Competition can be an awfully powerful leverage tool
By Liam DayJuly 23rd, 2008
There is a terrific piece in the Globe today from the Reverend Ray Hammond of the Bethel AME Church in Jamaica Plain and Horace Small of the Union of Minority Neighborhoods. In it, they extol the virtue of pilot schools and explore the civil rights implications of restricting minority students’ access to these schools of reform. As they rightly argue:
What cannot be accepted is the notion that anyone should be able to block the road to good jobs, decent pay, and citizen participation for the next generation of public school children. Of course the rights of unions, the rights of teachers, and the right to fair contracts should be supported. What should not be supported is the idea that children should be sacrificed on the altar of adult power politics and game-playing.
To what they refer, of course, is the Boston Teachers Union’s efforts to block the creation of the seven new pilot schools they agreed to in a compromise with the city and offering as an alternative instead what they call discovery schools. As the Reverend Hammond and Mr. Small point out, why endorse untested discovery schools, but block pilot schools, which studies have demonstrated succeed. Why indeed?
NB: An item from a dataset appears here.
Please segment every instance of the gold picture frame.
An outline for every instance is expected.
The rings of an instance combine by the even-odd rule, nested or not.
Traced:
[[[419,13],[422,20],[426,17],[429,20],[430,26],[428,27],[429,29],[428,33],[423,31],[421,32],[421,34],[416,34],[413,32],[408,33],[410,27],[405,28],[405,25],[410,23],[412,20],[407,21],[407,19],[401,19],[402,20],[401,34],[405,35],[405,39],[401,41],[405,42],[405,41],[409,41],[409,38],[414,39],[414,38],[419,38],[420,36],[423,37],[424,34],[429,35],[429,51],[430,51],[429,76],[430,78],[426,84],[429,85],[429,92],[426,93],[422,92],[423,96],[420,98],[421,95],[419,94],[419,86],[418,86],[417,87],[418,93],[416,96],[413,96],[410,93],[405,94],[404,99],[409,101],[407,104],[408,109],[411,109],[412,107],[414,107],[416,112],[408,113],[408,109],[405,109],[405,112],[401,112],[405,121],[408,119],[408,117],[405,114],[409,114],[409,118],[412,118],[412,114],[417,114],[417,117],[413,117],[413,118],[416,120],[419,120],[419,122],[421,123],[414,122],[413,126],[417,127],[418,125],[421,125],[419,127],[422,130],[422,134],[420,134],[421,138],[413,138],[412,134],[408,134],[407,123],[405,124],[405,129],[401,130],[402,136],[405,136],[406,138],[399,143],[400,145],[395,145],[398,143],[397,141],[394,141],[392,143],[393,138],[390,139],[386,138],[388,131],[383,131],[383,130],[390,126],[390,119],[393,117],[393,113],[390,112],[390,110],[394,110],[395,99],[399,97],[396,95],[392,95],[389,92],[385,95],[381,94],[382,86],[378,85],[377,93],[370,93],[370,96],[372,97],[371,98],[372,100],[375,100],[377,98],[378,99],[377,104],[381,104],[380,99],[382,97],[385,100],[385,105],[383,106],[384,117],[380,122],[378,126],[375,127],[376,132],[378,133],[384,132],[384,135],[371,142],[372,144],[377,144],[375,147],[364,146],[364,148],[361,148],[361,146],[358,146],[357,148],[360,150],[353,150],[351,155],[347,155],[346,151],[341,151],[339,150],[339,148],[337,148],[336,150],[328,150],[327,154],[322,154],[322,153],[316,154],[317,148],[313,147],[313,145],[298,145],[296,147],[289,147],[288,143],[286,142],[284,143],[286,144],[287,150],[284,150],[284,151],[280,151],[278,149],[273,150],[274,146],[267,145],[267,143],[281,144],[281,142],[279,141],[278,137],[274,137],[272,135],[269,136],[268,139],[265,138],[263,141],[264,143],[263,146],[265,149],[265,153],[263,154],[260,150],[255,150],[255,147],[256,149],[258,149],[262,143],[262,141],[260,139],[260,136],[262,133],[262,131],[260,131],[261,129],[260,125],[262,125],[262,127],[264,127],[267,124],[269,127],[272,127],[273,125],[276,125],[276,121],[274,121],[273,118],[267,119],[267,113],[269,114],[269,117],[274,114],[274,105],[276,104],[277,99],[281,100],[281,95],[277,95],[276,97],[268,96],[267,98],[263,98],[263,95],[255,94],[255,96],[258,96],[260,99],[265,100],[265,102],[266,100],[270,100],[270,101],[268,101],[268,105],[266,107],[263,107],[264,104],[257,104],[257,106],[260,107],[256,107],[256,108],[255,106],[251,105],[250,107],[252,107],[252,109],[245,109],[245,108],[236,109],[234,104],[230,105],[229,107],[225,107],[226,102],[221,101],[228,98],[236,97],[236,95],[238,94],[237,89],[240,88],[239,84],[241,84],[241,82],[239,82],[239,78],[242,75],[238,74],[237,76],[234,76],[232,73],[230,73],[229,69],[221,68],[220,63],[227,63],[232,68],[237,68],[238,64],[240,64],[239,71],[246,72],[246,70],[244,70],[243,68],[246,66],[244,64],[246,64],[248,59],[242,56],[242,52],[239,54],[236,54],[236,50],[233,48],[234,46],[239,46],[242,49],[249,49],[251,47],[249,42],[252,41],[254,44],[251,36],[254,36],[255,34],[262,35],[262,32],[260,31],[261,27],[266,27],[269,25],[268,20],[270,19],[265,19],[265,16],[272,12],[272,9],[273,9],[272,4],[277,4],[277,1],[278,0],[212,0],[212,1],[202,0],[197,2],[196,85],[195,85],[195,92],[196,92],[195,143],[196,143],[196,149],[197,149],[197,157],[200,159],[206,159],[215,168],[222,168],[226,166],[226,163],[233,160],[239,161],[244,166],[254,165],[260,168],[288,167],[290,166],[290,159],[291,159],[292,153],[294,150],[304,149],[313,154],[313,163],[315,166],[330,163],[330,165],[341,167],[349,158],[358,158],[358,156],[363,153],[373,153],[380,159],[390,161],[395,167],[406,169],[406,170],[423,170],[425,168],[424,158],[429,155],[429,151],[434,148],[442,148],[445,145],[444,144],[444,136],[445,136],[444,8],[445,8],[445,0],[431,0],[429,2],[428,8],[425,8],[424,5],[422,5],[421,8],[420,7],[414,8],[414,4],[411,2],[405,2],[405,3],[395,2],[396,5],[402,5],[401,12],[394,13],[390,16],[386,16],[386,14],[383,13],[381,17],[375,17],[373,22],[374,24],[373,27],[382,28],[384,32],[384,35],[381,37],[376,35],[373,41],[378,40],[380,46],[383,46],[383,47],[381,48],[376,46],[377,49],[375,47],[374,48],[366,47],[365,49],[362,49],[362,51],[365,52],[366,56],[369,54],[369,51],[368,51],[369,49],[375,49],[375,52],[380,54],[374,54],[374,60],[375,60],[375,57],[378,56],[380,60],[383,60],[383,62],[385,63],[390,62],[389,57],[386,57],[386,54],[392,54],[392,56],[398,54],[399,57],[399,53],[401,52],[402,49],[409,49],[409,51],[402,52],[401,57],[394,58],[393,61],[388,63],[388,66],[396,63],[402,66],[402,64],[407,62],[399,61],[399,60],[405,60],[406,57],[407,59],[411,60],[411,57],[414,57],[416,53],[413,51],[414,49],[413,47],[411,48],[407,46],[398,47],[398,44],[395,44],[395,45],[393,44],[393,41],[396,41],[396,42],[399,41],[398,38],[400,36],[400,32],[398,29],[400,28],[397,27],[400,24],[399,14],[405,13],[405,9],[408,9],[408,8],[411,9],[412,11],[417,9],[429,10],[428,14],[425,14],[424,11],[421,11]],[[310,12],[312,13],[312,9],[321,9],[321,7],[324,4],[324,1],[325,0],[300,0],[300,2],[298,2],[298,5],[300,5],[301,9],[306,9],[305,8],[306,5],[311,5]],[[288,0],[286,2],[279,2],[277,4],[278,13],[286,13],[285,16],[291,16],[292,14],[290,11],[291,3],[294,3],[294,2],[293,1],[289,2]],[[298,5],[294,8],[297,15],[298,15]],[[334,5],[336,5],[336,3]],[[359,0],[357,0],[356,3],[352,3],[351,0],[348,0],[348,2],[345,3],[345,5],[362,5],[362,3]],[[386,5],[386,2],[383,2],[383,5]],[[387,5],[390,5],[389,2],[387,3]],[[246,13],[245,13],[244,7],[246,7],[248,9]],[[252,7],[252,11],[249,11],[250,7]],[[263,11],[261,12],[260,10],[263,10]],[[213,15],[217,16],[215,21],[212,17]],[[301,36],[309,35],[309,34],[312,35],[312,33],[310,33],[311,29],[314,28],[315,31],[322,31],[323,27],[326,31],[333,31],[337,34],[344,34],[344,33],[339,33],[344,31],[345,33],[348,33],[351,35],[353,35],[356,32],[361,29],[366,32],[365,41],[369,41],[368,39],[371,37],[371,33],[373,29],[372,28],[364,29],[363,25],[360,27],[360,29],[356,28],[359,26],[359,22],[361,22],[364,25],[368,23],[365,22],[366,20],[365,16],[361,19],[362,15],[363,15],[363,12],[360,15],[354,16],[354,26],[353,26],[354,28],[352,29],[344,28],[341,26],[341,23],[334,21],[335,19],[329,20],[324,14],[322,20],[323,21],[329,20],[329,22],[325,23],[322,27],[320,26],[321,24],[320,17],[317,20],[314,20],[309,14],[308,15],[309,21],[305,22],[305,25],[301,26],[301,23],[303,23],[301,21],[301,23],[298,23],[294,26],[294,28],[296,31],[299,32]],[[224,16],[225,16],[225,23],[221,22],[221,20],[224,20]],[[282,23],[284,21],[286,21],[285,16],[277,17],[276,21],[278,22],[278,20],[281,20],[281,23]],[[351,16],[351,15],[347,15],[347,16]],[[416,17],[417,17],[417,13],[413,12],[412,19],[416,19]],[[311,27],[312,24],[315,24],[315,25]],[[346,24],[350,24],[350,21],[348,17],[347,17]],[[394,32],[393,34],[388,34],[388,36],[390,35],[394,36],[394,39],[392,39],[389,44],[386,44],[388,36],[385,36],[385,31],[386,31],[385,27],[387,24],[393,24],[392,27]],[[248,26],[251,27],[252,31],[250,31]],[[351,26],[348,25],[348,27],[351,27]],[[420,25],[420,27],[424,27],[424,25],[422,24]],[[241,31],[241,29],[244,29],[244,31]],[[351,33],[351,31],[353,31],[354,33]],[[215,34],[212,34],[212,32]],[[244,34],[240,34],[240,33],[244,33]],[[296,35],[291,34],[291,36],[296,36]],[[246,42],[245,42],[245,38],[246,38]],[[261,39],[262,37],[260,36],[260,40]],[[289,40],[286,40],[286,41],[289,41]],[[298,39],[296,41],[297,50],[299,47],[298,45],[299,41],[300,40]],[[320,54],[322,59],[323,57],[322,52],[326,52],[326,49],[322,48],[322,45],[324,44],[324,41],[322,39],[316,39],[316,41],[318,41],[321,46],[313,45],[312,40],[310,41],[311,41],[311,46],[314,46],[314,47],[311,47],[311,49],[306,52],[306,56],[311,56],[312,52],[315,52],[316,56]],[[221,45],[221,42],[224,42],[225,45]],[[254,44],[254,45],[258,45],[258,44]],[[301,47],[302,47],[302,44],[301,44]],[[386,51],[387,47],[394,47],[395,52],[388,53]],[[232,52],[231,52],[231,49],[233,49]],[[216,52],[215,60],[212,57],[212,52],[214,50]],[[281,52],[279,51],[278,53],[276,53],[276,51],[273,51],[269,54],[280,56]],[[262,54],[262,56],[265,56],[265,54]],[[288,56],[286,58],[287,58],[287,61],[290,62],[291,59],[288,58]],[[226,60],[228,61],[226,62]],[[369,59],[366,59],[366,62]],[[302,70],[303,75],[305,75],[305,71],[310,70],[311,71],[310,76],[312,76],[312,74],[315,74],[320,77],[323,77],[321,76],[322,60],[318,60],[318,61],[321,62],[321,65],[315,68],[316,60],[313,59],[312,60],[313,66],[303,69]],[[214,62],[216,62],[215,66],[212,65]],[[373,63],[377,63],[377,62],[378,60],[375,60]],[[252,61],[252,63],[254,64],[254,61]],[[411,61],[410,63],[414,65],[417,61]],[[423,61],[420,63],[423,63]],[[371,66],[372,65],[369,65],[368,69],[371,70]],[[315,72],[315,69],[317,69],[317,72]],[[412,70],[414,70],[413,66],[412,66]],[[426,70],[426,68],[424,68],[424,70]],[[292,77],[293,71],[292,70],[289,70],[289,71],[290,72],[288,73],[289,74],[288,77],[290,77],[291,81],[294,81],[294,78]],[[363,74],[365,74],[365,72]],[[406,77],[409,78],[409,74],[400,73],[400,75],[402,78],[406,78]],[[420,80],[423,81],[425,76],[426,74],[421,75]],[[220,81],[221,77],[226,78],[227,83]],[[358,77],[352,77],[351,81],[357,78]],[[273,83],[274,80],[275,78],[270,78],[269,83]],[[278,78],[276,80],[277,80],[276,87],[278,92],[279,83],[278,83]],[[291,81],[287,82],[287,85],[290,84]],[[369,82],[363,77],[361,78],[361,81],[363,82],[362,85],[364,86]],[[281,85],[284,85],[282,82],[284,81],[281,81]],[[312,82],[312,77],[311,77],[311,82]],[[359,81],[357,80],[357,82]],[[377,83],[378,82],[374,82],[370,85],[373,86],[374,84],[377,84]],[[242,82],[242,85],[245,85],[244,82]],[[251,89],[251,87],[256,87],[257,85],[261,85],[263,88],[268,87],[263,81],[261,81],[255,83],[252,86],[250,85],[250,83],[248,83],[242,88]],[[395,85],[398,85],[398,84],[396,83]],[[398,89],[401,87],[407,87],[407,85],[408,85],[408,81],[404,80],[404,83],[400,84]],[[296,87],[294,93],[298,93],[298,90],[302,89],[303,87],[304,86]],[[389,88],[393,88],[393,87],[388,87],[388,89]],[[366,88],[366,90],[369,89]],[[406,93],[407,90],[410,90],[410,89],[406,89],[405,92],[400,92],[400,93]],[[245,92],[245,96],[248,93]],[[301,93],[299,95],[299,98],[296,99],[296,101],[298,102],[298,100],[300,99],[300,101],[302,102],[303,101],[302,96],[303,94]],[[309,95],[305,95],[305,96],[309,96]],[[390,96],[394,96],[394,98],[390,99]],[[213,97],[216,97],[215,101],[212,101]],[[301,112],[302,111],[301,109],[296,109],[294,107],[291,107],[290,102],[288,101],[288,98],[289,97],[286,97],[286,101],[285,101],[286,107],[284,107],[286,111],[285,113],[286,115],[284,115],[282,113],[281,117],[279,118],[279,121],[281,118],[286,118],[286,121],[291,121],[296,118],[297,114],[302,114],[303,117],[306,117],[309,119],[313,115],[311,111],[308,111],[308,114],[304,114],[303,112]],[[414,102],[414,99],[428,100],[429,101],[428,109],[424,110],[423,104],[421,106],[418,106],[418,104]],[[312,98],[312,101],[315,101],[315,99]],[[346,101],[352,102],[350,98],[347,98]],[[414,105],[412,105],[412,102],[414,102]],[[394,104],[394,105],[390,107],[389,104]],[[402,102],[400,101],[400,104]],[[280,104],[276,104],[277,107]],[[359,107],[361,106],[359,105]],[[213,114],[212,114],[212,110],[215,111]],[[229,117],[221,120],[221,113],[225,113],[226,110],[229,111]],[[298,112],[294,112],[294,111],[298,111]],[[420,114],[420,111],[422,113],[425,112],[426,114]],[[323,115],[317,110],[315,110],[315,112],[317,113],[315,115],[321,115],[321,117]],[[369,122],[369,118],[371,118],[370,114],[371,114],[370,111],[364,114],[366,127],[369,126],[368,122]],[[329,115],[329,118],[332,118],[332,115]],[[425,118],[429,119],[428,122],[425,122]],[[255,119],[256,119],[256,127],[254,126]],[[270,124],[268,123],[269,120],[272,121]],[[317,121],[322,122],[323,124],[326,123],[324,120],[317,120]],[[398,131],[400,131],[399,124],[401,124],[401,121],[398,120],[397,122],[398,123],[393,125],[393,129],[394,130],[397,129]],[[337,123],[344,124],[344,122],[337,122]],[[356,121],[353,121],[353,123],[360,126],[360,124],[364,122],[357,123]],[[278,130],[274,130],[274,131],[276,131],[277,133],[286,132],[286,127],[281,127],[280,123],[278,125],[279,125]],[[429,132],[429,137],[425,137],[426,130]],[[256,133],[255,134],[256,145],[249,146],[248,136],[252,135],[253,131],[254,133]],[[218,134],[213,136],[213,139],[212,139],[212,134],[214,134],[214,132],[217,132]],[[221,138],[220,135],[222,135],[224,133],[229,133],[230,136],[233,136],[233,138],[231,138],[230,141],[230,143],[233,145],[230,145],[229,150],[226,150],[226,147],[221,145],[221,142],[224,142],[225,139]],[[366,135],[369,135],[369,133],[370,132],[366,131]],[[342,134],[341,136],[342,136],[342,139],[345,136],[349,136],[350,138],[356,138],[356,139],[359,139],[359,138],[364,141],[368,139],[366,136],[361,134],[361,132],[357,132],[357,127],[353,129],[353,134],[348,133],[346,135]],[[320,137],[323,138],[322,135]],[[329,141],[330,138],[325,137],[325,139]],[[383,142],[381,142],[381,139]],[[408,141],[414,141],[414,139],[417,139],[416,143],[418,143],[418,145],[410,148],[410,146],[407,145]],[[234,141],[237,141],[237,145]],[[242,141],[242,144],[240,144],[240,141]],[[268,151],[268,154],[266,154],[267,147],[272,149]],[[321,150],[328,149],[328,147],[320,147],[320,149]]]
I think the answer lies in an erroneous assumption the authors put forth in the very first paragraph of the op-ed (the lone quibble I have with the piece). There they refer to pilot schools as “a bold experiment in public education”. Bold might be overstating it just a tad. It’s worth remembering that pilot schools were only created in the wake of charter school legislation. They represented a compromise between reformers and the unions, who, quite frankly, were spooked by the then new charter schools. My colleague Jamie Gass likes to refer to the current Governor’s proposed readiness schools as charter school lite; that is also what pilot schools are. Basically, in a political atmosphere the unions then deemed dangerous, they were scared into bellying up to the reform table.
So why, more than a decade later, block them? Apparently, the BTU no longer deems the political atmosphere dangerous to its interests.